Buzzfeed editor who published Steele dossier claims he has some regrets
The former editor-in-chief of Buzzfeed is now claiming that he has some regrets about publishing the infamous Steele Dossier.
According to Just the News, Ben Smith, who is now the editor-in-chief of Semafor, recently made this admission during on his Mixed Signals podcast.
The admission has come as a surprise to many, as Smith has stood behind the publication of the now-debunked document upon which the Trump-Russia Collusion Hoax was built.
Apparently, though, he has had a change of heart-or something like that.
Regrets, now?
Smith, co-host Max Tani, and guest Ezra Klein all spoke during the podcast about the infamous publication of the Steele Dossier.
Smith, at one point, said:
Back on the horse in the hospital years, I mean, it was also a media environment, which at least I felt, I was running BuzzFeed then, that a lot of our readers felt, and a lot of Democrats felt like there’s no way this guy was legitimately elected. There are two theories," Smith said. "One, it was Facebook, two, it was Russia, and lots of media energy went into chasing those two things. The White House felt totally under siege from that set of questions. I think I have some regrets about that in retrospect. Do you?
Klein did not really answer the question, Rather, he asked, "Do you regret publishing the dossier? Is that what you’re saying? Is that the admission here, Ben?"
Smith seemed to answer in the affirmative, saying, "Is that the headline? I would say I’m more ambivalent about it than I used to be."
This would be a surprising shift by Smith, if he is being sincere.
Background
Even after the debunking of the dossier, Smith has, in the past, stood behind his decision to publish it while at BuzzFeed.
As recently as April 2023, Smith published a piece in The Atlantic titled, "After All That, I Would Still Publish the Dossier."

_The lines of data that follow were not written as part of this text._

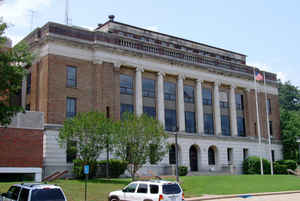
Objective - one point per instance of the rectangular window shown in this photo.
(71, 107)
(126, 84)
(271, 128)
(224, 104)
(225, 125)
(190, 123)
(207, 96)
(241, 126)
(71, 76)
(126, 108)
(28, 86)
(208, 124)
(189, 96)
(170, 119)
(269, 106)
(245, 154)
(148, 88)
(150, 111)
(170, 91)
(239, 101)
(71, 151)
(229, 155)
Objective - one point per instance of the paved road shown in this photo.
(286, 197)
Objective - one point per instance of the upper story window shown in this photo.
(71, 76)
(148, 88)
(189, 96)
(71, 107)
(28, 86)
(170, 120)
(271, 128)
(150, 111)
(239, 100)
(241, 126)
(170, 91)
(269, 106)
(126, 84)
(225, 125)
(207, 96)
(190, 122)
(208, 124)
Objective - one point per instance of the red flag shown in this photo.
(258, 76)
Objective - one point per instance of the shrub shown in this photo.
(79, 166)
(116, 167)
(182, 170)
(280, 168)
(291, 164)
(252, 165)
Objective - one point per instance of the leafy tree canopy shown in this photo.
(88, 131)
(139, 139)
(12, 71)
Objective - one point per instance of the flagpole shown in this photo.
(258, 127)
(268, 126)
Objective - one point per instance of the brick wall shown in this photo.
(21, 147)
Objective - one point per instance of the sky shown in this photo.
(267, 31)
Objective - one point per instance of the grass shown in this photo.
(98, 189)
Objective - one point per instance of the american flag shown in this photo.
(258, 76)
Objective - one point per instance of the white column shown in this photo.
(217, 114)
(233, 120)
(24, 92)
(160, 98)
(199, 108)
(180, 103)
(138, 92)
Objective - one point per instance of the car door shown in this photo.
(129, 192)
(12, 194)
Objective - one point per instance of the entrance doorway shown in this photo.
(194, 158)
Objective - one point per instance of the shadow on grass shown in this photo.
(110, 181)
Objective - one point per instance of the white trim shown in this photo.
(99, 55)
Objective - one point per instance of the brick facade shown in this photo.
(21, 147)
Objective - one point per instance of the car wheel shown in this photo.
(114, 198)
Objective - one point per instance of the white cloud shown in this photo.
(152, 28)
(17, 12)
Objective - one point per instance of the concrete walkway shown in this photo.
(274, 196)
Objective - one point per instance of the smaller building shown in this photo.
(21, 146)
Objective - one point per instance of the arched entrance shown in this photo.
(193, 158)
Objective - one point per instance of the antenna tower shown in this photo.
(67, 19)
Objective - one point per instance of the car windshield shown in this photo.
(171, 189)
(53, 194)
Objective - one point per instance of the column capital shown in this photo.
(232, 86)
(139, 69)
(199, 80)
(161, 73)
(181, 77)
(217, 83)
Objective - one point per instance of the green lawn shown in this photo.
(98, 189)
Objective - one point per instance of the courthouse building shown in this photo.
(206, 92)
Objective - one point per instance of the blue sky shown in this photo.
(267, 31)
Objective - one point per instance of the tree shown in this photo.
(88, 131)
(139, 139)
(290, 131)
(12, 71)
(289, 96)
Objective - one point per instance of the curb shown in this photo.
(240, 195)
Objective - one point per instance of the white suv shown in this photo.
(157, 190)
(33, 192)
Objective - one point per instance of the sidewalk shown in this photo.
(217, 197)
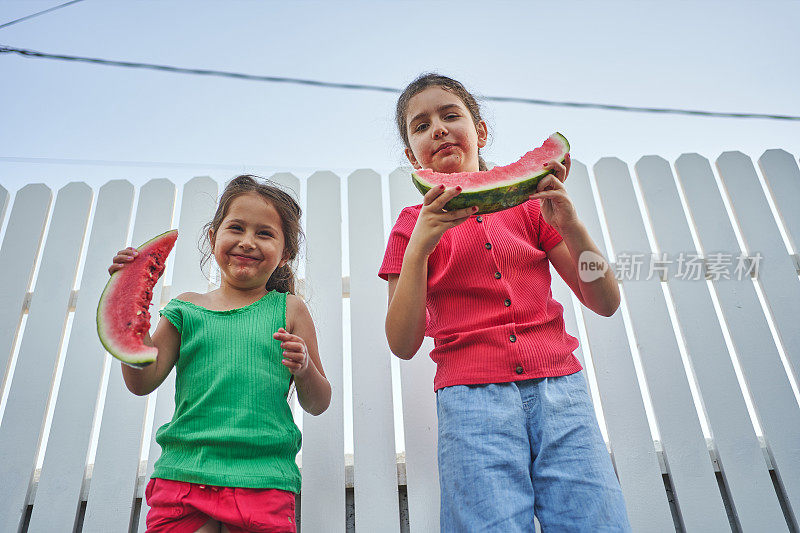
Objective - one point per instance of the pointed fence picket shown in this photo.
(694, 371)
(631, 443)
(59, 491)
(736, 445)
(116, 463)
(323, 496)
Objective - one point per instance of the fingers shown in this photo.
(445, 196)
(295, 355)
(432, 194)
(560, 170)
(122, 258)
(550, 183)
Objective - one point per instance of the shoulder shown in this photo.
(191, 297)
(296, 312)
(407, 219)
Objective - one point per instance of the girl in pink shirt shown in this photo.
(517, 431)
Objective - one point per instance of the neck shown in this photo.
(236, 295)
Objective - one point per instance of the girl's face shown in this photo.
(249, 243)
(441, 132)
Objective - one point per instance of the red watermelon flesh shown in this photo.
(123, 314)
(502, 186)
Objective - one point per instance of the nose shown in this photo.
(246, 242)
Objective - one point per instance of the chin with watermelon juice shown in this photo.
(470, 267)
(239, 351)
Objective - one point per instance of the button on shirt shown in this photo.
(489, 305)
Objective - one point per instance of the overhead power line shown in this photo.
(65, 4)
(379, 88)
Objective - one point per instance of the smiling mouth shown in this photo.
(444, 147)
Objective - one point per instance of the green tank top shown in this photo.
(232, 425)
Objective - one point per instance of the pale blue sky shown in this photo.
(720, 56)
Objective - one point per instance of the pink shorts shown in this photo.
(180, 507)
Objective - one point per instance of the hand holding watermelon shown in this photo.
(557, 208)
(123, 316)
(433, 221)
(501, 187)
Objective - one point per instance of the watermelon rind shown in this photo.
(496, 197)
(145, 355)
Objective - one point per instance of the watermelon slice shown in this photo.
(501, 187)
(123, 315)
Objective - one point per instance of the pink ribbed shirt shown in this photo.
(489, 306)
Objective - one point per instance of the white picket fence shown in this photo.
(649, 378)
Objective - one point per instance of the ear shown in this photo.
(483, 133)
(412, 159)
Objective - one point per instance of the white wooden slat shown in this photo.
(23, 237)
(114, 476)
(777, 275)
(374, 454)
(782, 177)
(197, 208)
(4, 197)
(323, 493)
(59, 489)
(778, 412)
(690, 466)
(740, 456)
(23, 420)
(419, 401)
(632, 447)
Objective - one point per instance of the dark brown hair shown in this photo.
(282, 280)
(432, 79)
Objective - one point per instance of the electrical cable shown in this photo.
(379, 88)
(65, 4)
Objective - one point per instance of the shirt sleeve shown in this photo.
(173, 312)
(548, 236)
(398, 241)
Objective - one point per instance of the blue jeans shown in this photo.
(508, 451)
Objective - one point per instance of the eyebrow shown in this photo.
(439, 109)
(242, 222)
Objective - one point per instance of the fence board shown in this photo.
(23, 237)
(323, 494)
(59, 490)
(374, 470)
(782, 177)
(778, 275)
(419, 402)
(197, 208)
(622, 401)
(696, 491)
(116, 465)
(740, 456)
(4, 197)
(29, 389)
(778, 411)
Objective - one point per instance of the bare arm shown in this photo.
(405, 318)
(600, 294)
(301, 357)
(167, 340)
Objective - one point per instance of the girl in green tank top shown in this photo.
(236, 351)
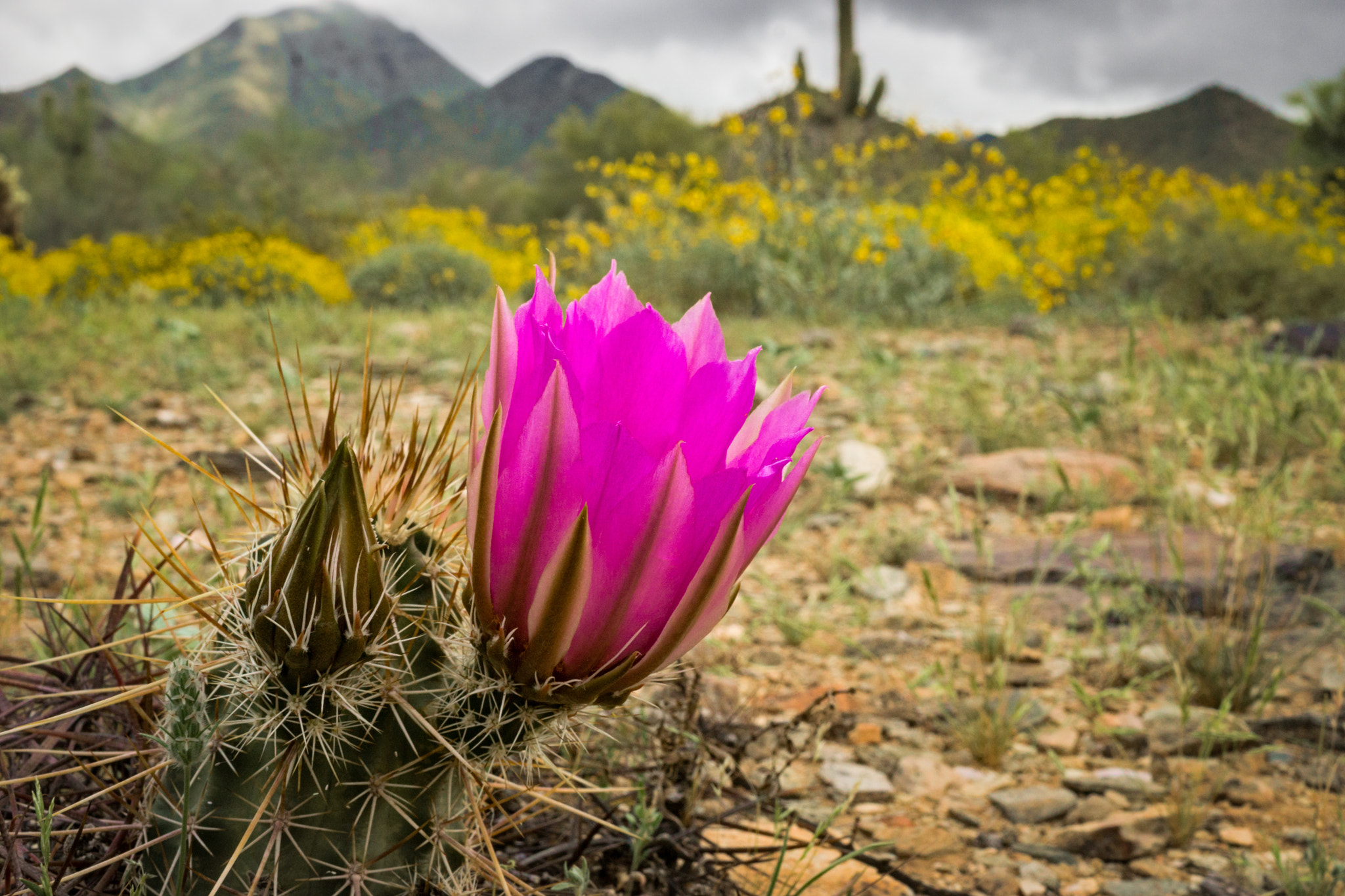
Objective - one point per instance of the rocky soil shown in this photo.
(920, 580)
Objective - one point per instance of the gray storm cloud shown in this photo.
(981, 64)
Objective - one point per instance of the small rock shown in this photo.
(881, 582)
(1042, 874)
(817, 337)
(963, 817)
(868, 785)
(925, 775)
(1040, 675)
(921, 842)
(1046, 853)
(997, 882)
(1119, 837)
(1298, 836)
(1155, 868)
(1124, 517)
(1132, 782)
(1061, 740)
(1168, 734)
(1036, 473)
(1033, 805)
(1082, 887)
(1331, 680)
(1145, 887)
(1252, 792)
(865, 734)
(1093, 807)
(948, 585)
(864, 465)
(1208, 863)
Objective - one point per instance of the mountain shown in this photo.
(1216, 131)
(493, 127)
(330, 66)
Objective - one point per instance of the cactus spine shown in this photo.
(331, 730)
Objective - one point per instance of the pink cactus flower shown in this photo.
(621, 482)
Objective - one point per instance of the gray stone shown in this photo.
(864, 465)
(881, 582)
(1042, 874)
(1124, 781)
(1093, 807)
(1151, 887)
(1170, 734)
(1046, 853)
(1119, 837)
(1033, 805)
(868, 785)
(1333, 677)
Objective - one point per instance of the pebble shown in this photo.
(1033, 805)
(1082, 887)
(1042, 874)
(1061, 740)
(864, 465)
(1152, 887)
(868, 785)
(881, 582)
(865, 734)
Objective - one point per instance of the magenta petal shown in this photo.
(642, 373)
(767, 505)
(499, 377)
(787, 419)
(537, 500)
(717, 399)
(642, 566)
(699, 332)
(607, 305)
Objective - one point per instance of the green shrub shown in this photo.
(1201, 267)
(711, 267)
(807, 270)
(420, 276)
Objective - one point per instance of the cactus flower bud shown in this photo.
(317, 598)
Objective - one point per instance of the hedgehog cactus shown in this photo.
(332, 730)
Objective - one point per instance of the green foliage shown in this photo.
(1320, 872)
(807, 270)
(420, 276)
(1324, 135)
(500, 192)
(619, 129)
(712, 267)
(12, 200)
(1211, 268)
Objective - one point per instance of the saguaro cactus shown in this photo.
(849, 69)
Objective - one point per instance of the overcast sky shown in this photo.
(984, 65)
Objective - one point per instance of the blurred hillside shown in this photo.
(1215, 131)
(304, 121)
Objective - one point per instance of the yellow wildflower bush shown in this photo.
(210, 269)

Smith, however, claimed that he would have gone about the situation slightly differently.
He wrote:
If I had to do it again, I would publish the dossier—we couldn’t suppress it, not once CNN had discussed it and its implications on air. But I would hold more tightly to the document, so that no one could read it without reading what we knew about it—that we weren’t sure it was true, and in fact we had noticed errors in it. Releasing a document that could be shared without context—and this is as true of the WikiLeaks material as it is of the dossier—created partisan symbols, not crowdsourced analysis.
He adds, "In technical terms, that means I wouldn’t simply publish it as a PDF, destined to float free from our earnest caveats. At best, we could have published the document as screenshots attached to the context we had and the context we would learn."